Les malformations des membres touchent environ une naissance sur 1500. Elles sont très diverses, et nous n’évoquerons ici que les malformations réductionnelles, qui représentent plus de la moitié des anomalies des membres.

Les causes des malformations congénitales réductionnelles des membres

Les malformations congénitales réductionnelles des membres sont très hétérogènes sur le plan étiologique (causes de la maladie). Elles peuvent être:

  • accidentelles, rattachées à une anomalie de vascularisation très précoce au cours du développement embryonnaire,
  • secondaires à la prise de médicaments en cours de grossesse
  • d'origine génétique.

Il n’est pas question d’entreprendre ici un catalogue de ces causes, car chaque personne est unique, et chaque cas particulier et il faut conseiller de consulter un généticien clinicien si la question de la cause d’une malformation réductionnelle congénitale de membre est posée.
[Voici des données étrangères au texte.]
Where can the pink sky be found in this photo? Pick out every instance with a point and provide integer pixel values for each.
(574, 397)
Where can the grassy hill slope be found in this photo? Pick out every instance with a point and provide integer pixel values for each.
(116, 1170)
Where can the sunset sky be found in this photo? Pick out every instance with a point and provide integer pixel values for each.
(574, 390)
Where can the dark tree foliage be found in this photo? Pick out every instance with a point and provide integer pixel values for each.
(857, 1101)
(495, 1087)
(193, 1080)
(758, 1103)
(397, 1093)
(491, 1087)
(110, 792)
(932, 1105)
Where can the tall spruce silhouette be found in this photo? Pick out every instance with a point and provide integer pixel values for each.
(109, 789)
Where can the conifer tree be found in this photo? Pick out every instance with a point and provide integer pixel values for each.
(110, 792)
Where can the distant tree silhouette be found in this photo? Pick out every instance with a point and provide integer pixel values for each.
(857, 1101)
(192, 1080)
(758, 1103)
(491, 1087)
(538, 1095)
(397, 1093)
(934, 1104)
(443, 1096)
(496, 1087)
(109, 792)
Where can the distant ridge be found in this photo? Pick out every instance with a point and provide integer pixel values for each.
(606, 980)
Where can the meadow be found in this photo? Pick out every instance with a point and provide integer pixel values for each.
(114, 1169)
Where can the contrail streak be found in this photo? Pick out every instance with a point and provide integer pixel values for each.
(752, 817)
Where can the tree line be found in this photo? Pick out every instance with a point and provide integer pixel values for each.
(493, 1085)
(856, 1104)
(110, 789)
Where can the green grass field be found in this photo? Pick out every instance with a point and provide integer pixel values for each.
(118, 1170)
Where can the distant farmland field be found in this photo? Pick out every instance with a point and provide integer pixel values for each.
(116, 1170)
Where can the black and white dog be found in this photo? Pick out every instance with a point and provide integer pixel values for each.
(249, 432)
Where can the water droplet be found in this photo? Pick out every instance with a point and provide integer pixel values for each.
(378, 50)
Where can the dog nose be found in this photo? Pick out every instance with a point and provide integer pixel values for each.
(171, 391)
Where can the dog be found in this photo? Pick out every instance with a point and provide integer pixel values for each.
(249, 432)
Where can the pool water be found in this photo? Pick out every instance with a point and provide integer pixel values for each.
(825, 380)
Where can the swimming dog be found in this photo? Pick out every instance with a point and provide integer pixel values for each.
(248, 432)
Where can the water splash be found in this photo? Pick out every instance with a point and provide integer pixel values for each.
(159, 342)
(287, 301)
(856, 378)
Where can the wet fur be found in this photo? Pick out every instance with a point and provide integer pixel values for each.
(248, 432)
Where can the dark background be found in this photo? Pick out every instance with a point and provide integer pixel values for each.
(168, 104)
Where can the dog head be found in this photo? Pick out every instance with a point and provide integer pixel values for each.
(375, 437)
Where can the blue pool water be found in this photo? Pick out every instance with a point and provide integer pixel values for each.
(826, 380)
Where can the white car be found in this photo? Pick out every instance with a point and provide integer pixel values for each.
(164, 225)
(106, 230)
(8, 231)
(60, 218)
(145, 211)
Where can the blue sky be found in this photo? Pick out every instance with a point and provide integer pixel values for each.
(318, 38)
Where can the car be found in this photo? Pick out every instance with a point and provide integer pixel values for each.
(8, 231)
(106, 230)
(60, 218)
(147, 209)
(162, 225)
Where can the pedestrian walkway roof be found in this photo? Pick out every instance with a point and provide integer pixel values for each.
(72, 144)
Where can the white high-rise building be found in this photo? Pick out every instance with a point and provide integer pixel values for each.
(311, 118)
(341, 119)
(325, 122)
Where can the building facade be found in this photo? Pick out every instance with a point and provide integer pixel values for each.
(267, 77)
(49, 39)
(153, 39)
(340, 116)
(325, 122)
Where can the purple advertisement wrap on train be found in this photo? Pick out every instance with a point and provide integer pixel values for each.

Le développement du membre

Les membres apparaissent très tôt dans la vie de l’embryon (26ème jour pour les membres supérieurs, 28ème pour les membres inférieurs), sous la forme de bourgeons. Ceux-ci vont rapidement grandir, grâce à la multiplication importante de certaines cellules qui les composent. Mais ces divisions cellulaires ne sont possibles que si ces cellules en reçoivent l’ordre. Cette information leur provient d’une toute petite proportion d’autres cellules situées à l’extrémité du bourgeon. Si les cellules de cette région disparaissent, les cellules sous-jacentes cessent de se multiplier, le membre de grandir et on observera une amputation congénitale.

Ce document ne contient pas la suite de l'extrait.